First Nations people have lived in the Fraser Valley for many thousands of years. Migrations of Indigenous peoples through this area over centuries are remembered in oral histories. This is also observable in the archaeological record, as well as through linguistic analysis. Stó:lō, or the “people of the river” in Halq’eméylem, refers to a band of tribes spread out from the Pacific along the banks of the Fraser River.

The word Coqualeetza is said to mean “beating blankets,” and there are a few variations of the story of how the location got this name. Some versions simply relate the habits of Stó:lō women washing their laundry in the nearby Luckakuck creek.* Others weave a tale of a fishing expedition of men from a nearby village long ago: these husbands decided to stay at their fishing camp for several days rather than share their catch with their hungry wives back at home. The wives got word of this from a young boy who snuck away from the camp to bring food to his mother. The women angrily beat the blankets of the men (an unlucky practice) as they hurried down to the men by the river. Depending on the version, several creatures such as the raven, beaver, and sockeye salmon are said to have been created of this event, transformed from unfortunate husbands cursed by their furious wives.
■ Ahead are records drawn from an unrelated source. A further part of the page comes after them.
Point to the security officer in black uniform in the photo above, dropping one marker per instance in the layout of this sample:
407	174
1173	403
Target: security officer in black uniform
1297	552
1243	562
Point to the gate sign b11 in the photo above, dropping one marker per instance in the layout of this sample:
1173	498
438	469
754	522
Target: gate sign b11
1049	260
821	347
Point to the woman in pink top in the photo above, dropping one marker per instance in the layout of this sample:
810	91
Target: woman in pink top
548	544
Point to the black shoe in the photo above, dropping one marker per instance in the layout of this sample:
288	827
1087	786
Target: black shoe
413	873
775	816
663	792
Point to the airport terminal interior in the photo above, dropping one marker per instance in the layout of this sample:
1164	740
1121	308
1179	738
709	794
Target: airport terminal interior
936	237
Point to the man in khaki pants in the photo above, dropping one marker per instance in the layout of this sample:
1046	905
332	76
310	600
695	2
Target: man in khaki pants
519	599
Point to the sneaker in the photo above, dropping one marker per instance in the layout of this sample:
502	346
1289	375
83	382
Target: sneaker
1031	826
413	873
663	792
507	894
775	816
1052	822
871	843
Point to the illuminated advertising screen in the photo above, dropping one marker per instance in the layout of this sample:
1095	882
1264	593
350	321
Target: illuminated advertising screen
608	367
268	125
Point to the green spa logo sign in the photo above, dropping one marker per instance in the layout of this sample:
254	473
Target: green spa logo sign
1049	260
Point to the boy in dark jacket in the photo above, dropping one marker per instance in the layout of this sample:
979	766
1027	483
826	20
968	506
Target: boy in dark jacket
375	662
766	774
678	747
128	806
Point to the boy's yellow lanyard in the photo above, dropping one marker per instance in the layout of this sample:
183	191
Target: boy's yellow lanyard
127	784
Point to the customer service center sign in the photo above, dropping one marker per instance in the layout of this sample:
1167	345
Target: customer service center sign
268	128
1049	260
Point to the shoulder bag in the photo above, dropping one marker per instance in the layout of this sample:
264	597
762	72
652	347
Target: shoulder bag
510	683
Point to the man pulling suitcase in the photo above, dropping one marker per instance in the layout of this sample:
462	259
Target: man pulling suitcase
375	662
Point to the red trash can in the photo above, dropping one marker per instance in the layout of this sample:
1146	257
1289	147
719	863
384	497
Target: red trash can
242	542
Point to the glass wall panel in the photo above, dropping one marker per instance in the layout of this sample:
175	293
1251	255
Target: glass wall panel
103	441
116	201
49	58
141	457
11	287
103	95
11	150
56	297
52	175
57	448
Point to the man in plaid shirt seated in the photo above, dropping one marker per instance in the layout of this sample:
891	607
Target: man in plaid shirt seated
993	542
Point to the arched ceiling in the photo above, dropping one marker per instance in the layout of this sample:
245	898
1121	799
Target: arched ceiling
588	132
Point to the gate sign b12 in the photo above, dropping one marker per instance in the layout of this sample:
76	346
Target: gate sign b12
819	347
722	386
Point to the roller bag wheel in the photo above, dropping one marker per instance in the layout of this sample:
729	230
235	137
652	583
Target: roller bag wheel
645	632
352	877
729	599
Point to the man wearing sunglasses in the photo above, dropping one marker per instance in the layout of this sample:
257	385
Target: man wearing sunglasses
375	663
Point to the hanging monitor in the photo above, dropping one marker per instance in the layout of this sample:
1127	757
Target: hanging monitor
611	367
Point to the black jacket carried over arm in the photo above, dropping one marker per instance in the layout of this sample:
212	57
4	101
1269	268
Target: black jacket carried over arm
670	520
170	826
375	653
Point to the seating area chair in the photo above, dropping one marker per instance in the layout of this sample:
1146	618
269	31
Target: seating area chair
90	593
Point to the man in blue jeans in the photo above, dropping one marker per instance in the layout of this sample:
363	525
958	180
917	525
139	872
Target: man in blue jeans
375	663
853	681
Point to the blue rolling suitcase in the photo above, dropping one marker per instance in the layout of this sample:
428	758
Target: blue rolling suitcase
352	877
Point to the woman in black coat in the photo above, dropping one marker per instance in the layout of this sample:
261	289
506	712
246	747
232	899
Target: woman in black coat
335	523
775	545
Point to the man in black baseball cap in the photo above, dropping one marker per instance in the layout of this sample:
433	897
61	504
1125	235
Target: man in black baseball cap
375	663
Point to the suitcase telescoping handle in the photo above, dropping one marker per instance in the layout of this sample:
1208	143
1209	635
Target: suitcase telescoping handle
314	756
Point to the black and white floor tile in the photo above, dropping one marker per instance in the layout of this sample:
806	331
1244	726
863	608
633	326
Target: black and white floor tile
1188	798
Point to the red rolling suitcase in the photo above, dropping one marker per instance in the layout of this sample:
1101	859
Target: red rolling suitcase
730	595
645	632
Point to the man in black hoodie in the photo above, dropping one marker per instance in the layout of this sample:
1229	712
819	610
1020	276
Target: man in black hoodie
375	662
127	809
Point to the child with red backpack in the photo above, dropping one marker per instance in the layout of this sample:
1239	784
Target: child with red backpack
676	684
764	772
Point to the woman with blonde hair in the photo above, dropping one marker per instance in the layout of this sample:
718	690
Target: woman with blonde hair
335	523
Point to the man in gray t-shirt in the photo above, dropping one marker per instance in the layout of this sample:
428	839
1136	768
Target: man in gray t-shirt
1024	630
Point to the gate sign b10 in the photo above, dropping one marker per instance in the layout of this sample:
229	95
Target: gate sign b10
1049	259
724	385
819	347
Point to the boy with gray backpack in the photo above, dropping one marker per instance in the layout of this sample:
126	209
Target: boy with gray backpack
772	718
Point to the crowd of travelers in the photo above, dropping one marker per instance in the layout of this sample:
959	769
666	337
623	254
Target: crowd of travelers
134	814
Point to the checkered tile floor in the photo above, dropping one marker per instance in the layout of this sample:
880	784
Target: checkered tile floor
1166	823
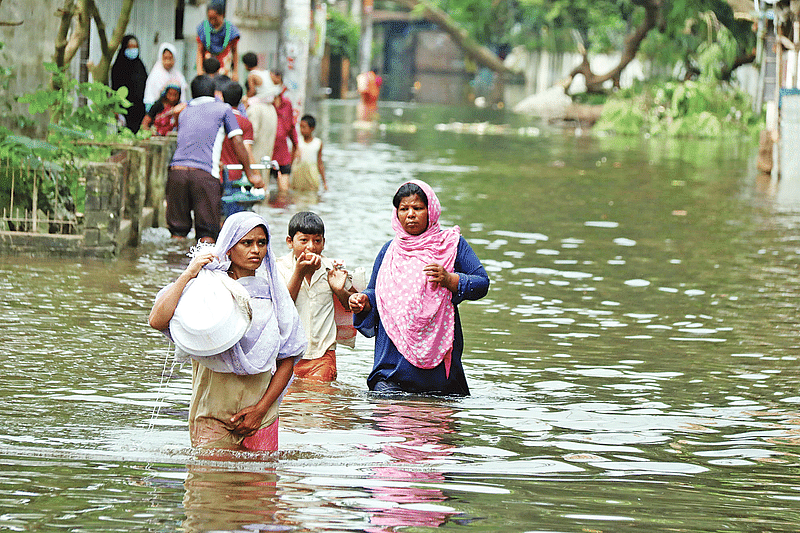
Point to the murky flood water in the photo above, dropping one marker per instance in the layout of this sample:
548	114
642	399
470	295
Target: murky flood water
634	366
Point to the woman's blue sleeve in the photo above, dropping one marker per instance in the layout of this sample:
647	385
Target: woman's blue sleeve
473	281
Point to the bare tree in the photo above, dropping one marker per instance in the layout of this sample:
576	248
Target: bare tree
76	17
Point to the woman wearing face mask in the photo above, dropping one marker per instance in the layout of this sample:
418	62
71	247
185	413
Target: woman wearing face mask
129	71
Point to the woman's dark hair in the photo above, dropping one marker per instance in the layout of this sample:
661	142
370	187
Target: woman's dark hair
211	65
202	86
409	189
306	222
310	120
232	93
250	60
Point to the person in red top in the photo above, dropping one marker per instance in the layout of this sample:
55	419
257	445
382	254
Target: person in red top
232	94
286	131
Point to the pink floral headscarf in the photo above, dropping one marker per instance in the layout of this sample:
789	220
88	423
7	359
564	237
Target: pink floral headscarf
417	314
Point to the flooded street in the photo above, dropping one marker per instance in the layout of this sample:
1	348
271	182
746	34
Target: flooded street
634	366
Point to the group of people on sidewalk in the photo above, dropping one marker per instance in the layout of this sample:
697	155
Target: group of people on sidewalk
249	322
217	123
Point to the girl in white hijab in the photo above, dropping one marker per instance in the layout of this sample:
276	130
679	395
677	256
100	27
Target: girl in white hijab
162	74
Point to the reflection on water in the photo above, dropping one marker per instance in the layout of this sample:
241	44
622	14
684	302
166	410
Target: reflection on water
633	367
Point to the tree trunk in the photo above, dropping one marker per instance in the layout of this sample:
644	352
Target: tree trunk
8	22
480	54
594	82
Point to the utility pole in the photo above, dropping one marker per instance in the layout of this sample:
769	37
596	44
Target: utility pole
295	38
365	43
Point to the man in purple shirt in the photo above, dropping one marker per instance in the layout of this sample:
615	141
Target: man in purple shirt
190	184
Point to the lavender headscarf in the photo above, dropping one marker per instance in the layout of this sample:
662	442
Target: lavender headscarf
275	332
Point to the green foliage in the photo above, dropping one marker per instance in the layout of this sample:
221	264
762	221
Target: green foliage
689	109
56	160
342	34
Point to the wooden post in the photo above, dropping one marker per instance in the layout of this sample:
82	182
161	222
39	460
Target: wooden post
778	82
35	202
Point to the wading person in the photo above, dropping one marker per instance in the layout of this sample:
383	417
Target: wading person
235	392
418	279
314	282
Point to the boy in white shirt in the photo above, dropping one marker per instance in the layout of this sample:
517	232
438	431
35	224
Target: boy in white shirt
314	281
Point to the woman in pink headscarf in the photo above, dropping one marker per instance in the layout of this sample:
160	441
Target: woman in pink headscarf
410	304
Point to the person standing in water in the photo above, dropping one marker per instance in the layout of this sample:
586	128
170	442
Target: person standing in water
236	393
409	306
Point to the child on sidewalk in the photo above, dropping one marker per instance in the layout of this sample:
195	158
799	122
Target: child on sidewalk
314	282
308	168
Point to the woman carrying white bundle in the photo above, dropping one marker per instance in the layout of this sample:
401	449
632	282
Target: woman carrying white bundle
236	390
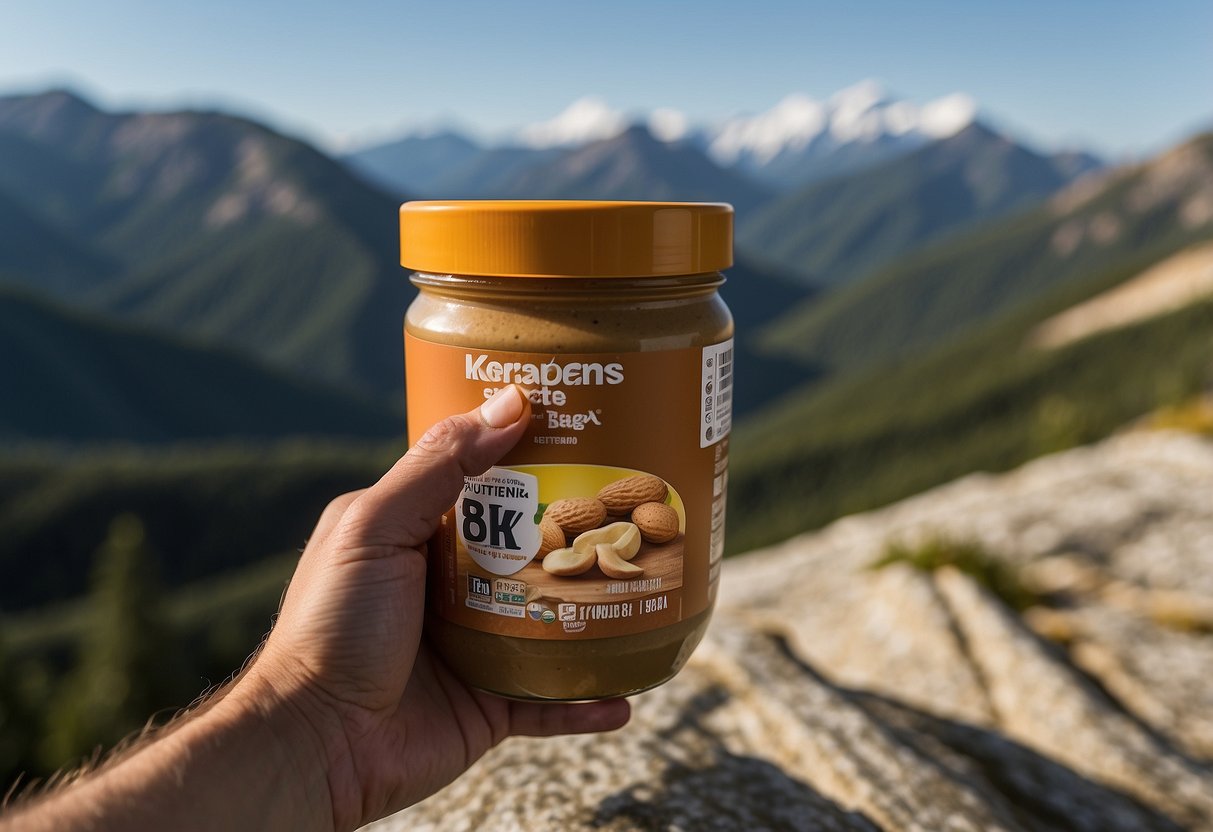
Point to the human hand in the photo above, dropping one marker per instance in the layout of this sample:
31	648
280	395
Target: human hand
346	654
The Stó:lō’s first encounters with European colonization were indirect. A smallpox epidemic had decimated the region decades before white explorers arrived in the early nineteenth-century. The area may have already been visited by waves of viral and bacterial diseases imported from Europe for generations. These pandemics travelled along continent-wide trade routes that had existed for millennia. The fur trade network had already become an important feature of intercultural exchange by the early 1800s. Face-to-face contact officially began in 1808 with Simon Fraser’s exploration of the river which today bears his name.

European settlement accelerated quickly after mid-century as exploration and the goldrush brought enterprising prospectors, pioneers and missionaries over the decades that followed. It also brought alcohol and an increasing disruption of Indigenous traditions. Interactions between the Stó:lō and the white settlers were not always negative, many natives acted hospitably toward starving outsiders, and Christian missionaries did their best to buffer some of the cultural damage brought by European society. However, the condescending Victorian attitudes of the Church and various levels of government towards First Nations people resulted in social tragedies that are still felt today, largely caused by the residential school system.

Coqualeetza was chosen as the place to build a residential school in 1889, three years after a local minister had begun offering education in his home to local Stó:lō children. The Methodist Church (later merged into the United Church of Canada) was responsible for the education and well-being of the students. Coqualeetza has the undistinguished status of few to no instances of sexual abuse and is known to have had an almost pleasant atmosphere. This is compared with the sadly low bar of other, largely Catholic, residential schools in the region. Some students from the home were even accepted into local secondary schools. This is all weak rationalization, however. The pupils were taught little in the way of scholarly instruction, mainly learning to farm and keep house. Children were still stolen from their families, consistently beaten and scolded into learning Anglo-Celtic ways; damaging the families and communities of Stó:lō people for generations.

In 1941, when the school was designated to become a tuberculosis hospital, the students were suddenly transferred to the notorious Alberni Residential School on Vancouver Island. Some children were already hundreds of miles from home, some would never return. Upon its opening, the tuberculosis hospital was described as experimental in concept and could serve as a model for mainstream hospitals. Unsettlingly, one elder has claimed that the doctors were actually testing unproven tuberculosis treatments on Indigenous people there, although this is unsubstantiated. Clearly, not much good had come from this site while it was in the hands of either the Church or the federal government.

 

*Luckakuck was the affectionate name given to a hazardously slippery log which was used as a crossing for the creek, causing people to straddle it when they fell.